Rush Limbaugh will destroy you!

This is a bit strange. Oh, and it's got some pretty strong language.

I'm not sure this is something to be proud of...

I am astounded at the fact that Merkley and his supporters are trumpeting the change to payday loan laws when the result is still a 35% interest rate.

Does anyone else think that's insane? Who would be proud of that?

How low is the standard here?

Parkour

There's also a movie in the making based on Parkour.

I like Parkour. I also happen to think it'll make a terrible film.

Info on Parkour here.

I once told a HS student he should take it up. I'm pretty sure he thought I was insane.

The Stanford Prison Experiment

Apparently it's being made into a movie.

Patronage, Bush-style

Jeebus.

And anyone who's thinking that "but Democrats do it too" is some kind of defense or otherwise in any way excuses this, please stop. I'm not interested in defending ANYONE who pulls shit like that. It's incredibly immoral no matter who does it.

To put it another way: The federal government decided that aid to people in a disaster zone should be based on some of the beliefs of the people involved.

David Simon the slow decline of newspapers

This is a good great essay:

And now, with about twenty-five inches filed and sent to the state desk, I have come to rest, waiting while editors in the four o’clock shape the next day’s local front. I am sweating profusely, unsure what to do with my hands, my face, my soul. A Styrofoam cup of water sits in front of me, untouched. More laughter from the conference room, and finally they emerge -- Phelps and the others.

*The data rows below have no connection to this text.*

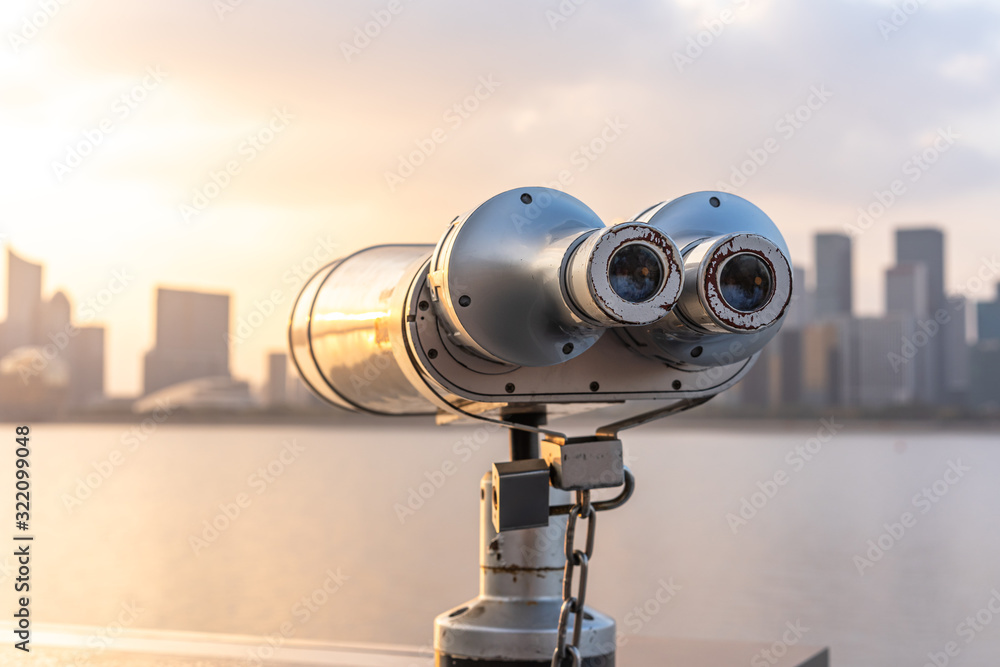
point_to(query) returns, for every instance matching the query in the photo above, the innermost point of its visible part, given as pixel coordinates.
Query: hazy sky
(114, 115)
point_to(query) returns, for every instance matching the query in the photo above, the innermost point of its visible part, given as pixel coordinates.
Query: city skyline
(128, 150)
(906, 287)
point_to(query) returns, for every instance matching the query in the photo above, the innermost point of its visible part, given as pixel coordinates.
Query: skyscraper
(886, 373)
(988, 318)
(906, 290)
(192, 338)
(833, 275)
(24, 303)
(86, 379)
(924, 246)
(277, 378)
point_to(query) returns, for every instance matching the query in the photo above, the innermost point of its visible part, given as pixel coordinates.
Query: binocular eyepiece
(531, 298)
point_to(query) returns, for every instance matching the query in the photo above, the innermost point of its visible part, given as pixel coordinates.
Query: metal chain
(575, 558)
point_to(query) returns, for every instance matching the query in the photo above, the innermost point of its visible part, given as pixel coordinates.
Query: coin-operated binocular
(530, 304)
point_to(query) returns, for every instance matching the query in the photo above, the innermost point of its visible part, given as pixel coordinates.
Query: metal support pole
(514, 620)
(524, 444)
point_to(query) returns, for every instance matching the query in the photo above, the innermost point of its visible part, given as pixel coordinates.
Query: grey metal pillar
(513, 621)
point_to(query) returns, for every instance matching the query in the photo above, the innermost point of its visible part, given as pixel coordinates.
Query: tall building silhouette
(833, 276)
(192, 338)
(906, 290)
(988, 318)
(24, 303)
(86, 353)
(277, 379)
(926, 246)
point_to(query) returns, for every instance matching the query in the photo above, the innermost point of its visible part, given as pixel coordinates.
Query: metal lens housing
(746, 282)
(625, 275)
(737, 282)
(635, 273)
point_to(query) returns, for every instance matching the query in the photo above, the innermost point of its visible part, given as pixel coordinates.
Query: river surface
(880, 542)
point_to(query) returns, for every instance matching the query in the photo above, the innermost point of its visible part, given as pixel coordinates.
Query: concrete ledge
(80, 645)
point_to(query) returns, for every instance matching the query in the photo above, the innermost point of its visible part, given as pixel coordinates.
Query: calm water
(330, 514)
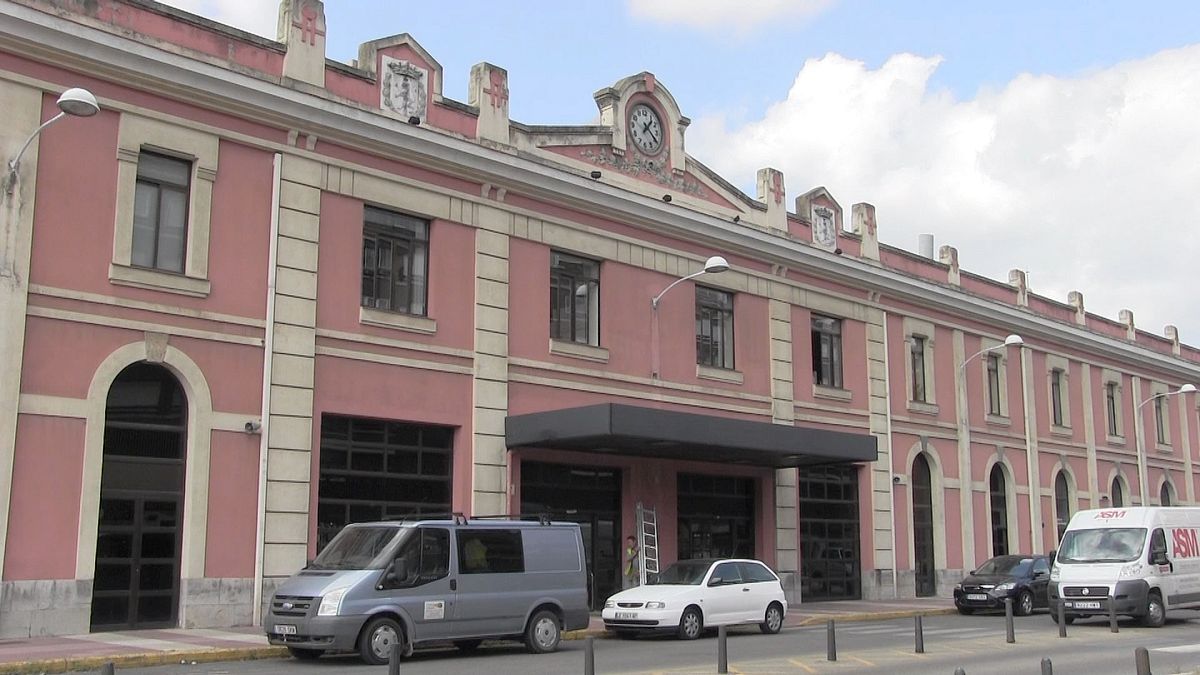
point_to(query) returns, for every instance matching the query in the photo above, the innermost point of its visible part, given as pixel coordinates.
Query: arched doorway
(923, 527)
(139, 537)
(999, 500)
(1061, 503)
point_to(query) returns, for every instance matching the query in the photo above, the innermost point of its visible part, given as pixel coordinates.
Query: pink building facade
(261, 294)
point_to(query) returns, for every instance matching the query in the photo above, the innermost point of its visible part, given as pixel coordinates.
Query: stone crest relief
(403, 89)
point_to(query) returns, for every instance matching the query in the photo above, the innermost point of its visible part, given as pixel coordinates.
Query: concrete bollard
(394, 658)
(1141, 658)
(1009, 633)
(723, 655)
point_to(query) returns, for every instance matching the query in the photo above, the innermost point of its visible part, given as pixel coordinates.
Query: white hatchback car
(693, 595)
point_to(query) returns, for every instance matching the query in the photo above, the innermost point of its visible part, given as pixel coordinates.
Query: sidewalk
(133, 649)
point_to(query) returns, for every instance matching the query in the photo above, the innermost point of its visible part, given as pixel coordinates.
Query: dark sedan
(1023, 578)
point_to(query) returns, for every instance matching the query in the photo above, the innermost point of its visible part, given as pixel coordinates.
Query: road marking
(802, 664)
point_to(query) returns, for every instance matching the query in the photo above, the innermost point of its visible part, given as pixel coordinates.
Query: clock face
(646, 129)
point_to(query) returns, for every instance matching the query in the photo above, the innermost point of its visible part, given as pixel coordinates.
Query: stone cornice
(54, 40)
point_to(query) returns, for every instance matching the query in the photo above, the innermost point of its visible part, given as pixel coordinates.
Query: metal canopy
(652, 432)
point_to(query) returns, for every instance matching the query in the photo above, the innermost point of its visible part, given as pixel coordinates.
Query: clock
(646, 129)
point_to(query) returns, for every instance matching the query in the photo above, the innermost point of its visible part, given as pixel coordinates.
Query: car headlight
(331, 602)
(1131, 571)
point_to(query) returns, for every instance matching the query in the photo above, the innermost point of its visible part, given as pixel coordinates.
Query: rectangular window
(395, 261)
(490, 551)
(1110, 406)
(714, 328)
(918, 369)
(826, 351)
(994, 384)
(1161, 419)
(574, 299)
(160, 211)
(1056, 396)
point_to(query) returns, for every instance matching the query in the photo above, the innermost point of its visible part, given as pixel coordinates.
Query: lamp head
(78, 102)
(715, 264)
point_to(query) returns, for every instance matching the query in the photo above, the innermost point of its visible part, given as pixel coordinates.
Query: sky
(1060, 138)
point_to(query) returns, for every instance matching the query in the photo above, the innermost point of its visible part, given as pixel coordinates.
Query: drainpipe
(268, 351)
(887, 430)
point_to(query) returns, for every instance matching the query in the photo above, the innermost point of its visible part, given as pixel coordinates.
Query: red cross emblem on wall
(307, 24)
(496, 89)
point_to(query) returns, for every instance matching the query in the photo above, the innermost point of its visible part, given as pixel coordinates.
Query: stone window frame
(1114, 419)
(917, 328)
(1060, 364)
(1000, 352)
(138, 133)
(1161, 411)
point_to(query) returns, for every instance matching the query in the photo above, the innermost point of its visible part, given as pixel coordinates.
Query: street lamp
(965, 496)
(1139, 438)
(76, 102)
(714, 264)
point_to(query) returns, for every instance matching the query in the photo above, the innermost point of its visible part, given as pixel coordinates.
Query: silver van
(412, 583)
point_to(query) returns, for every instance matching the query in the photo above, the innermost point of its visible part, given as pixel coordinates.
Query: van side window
(424, 557)
(490, 551)
(1157, 545)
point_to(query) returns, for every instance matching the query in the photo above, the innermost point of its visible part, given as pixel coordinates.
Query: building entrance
(829, 553)
(589, 496)
(715, 517)
(138, 538)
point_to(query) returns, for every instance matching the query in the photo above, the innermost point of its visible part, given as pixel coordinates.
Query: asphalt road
(977, 644)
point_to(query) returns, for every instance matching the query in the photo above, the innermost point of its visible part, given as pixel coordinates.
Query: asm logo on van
(1185, 543)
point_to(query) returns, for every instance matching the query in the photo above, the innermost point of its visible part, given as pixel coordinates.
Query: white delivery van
(1143, 560)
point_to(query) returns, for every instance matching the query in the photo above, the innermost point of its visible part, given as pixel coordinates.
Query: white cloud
(259, 17)
(741, 16)
(1087, 183)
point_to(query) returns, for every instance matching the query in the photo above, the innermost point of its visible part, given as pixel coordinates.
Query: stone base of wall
(216, 602)
(45, 607)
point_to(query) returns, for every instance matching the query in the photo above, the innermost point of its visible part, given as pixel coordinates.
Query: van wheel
(1156, 614)
(305, 655)
(773, 620)
(543, 633)
(691, 623)
(377, 639)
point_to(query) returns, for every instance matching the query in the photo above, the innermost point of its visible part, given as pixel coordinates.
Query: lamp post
(965, 497)
(1139, 438)
(15, 255)
(714, 264)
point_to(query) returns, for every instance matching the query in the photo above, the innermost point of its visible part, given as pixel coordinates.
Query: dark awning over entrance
(633, 430)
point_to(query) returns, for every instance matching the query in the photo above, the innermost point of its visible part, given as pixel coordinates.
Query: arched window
(1061, 502)
(999, 499)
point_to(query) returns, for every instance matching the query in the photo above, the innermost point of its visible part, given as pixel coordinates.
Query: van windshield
(1109, 544)
(358, 548)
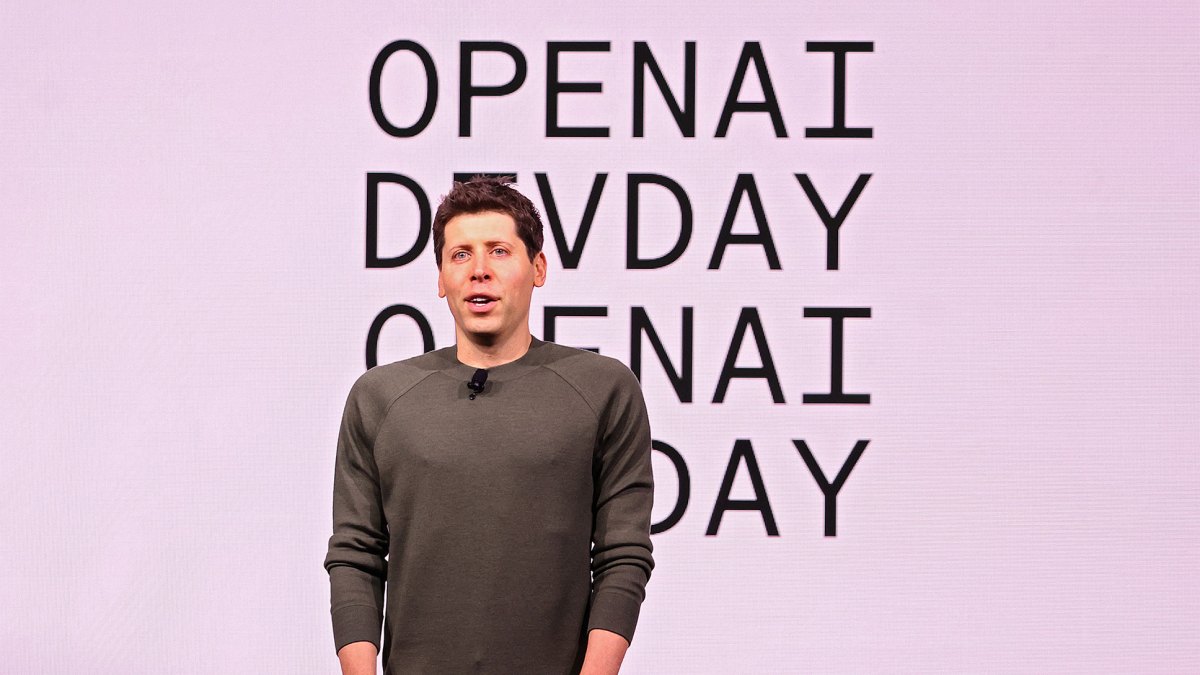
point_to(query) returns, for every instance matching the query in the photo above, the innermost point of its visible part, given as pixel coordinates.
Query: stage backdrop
(910, 288)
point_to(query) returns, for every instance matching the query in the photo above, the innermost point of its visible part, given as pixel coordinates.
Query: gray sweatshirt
(504, 526)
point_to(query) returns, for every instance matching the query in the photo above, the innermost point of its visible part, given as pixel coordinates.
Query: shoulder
(598, 378)
(382, 384)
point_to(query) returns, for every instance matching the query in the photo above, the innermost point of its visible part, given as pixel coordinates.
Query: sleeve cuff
(616, 611)
(355, 623)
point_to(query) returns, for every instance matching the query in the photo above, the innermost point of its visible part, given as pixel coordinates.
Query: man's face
(487, 278)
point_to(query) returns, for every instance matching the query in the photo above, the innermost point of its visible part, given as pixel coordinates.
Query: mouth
(480, 302)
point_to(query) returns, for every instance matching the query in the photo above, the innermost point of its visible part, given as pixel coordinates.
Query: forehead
(486, 226)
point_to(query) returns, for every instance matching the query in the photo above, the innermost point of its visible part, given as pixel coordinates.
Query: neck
(478, 353)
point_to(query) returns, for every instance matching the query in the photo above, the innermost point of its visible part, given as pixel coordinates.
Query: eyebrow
(489, 243)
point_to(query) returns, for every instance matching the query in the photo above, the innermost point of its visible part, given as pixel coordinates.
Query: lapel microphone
(477, 382)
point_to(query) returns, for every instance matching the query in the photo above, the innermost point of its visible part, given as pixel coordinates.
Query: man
(505, 479)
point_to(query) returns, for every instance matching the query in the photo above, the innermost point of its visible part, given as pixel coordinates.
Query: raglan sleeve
(622, 557)
(358, 548)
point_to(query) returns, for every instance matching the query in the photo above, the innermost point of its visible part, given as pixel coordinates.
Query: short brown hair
(489, 193)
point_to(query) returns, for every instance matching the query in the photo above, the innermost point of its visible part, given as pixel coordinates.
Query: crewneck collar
(510, 370)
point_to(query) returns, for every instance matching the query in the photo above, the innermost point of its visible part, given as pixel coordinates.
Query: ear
(539, 269)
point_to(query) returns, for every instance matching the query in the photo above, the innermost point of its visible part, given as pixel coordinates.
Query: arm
(624, 494)
(358, 658)
(358, 548)
(605, 652)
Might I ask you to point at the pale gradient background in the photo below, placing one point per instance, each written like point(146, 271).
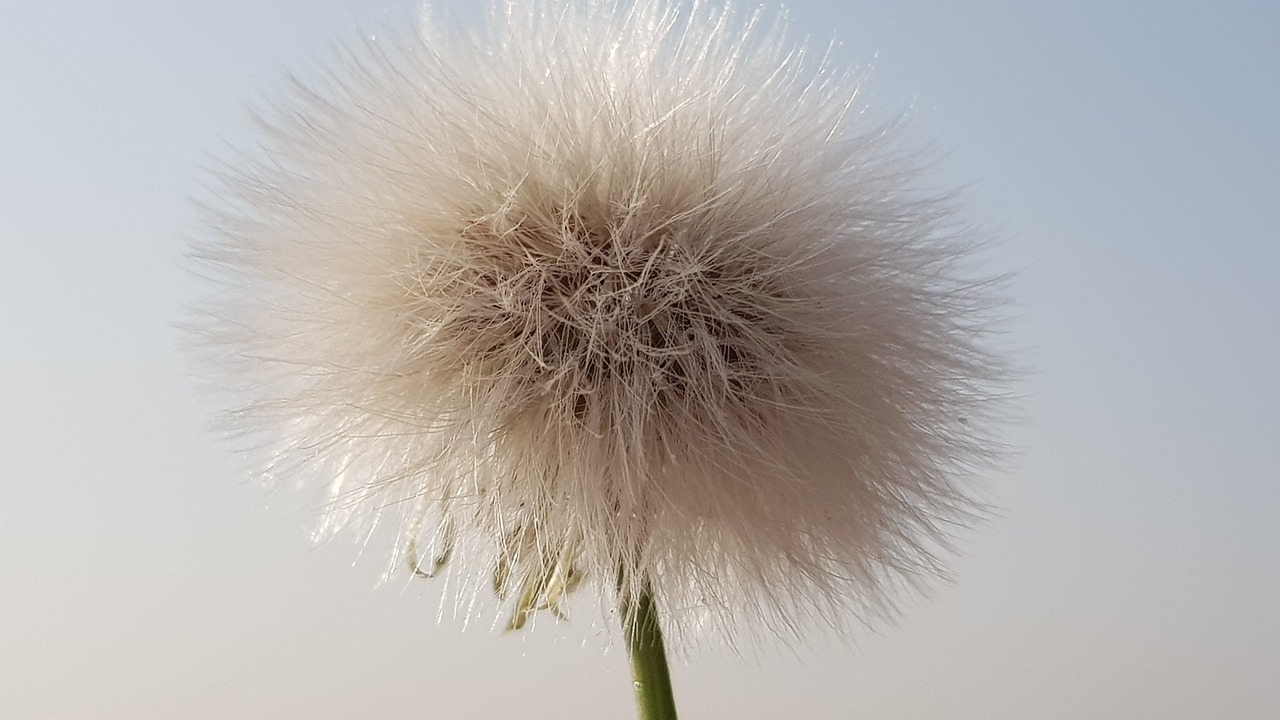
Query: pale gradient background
point(1129, 156)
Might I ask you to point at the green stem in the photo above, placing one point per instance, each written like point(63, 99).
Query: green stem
point(648, 657)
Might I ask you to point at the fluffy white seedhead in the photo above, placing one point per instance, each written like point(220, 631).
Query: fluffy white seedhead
point(609, 292)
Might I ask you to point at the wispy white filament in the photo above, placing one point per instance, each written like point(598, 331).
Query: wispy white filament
point(606, 291)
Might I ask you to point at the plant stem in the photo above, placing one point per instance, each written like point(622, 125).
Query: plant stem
point(648, 657)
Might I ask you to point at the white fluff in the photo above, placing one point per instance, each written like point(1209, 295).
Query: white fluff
point(609, 291)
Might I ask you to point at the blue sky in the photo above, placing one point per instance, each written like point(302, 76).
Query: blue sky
point(1124, 154)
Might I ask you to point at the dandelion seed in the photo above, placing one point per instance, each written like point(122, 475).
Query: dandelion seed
point(611, 297)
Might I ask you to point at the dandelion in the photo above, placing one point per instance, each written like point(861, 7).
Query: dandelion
point(616, 297)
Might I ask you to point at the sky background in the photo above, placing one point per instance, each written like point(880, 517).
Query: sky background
point(1127, 156)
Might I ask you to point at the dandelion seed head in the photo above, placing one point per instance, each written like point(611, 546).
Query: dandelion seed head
point(609, 291)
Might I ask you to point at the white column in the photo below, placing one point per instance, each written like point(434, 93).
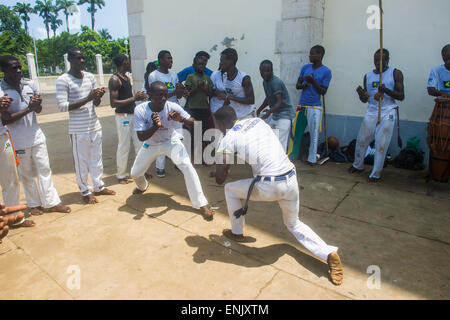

He looks at me, pulls on his mustache, frowns.

Dead. I am dead to him.

And then Phelps turns and whispers something to the tall editor beside him, something about me, clearly, because the tall guy is heading my way. I rise and actually drop my eyes. It will be fast, I tell myself. It will be fast and then I can go.

“You’re Simon?”

“Yes.”

“Good story today.”

I wait.


I've been putting off adding The Wire to my list of things to watch despite hearing nothing but good things about it, but this pretty much seals the deal. Anyone who writes at that level gets my attention.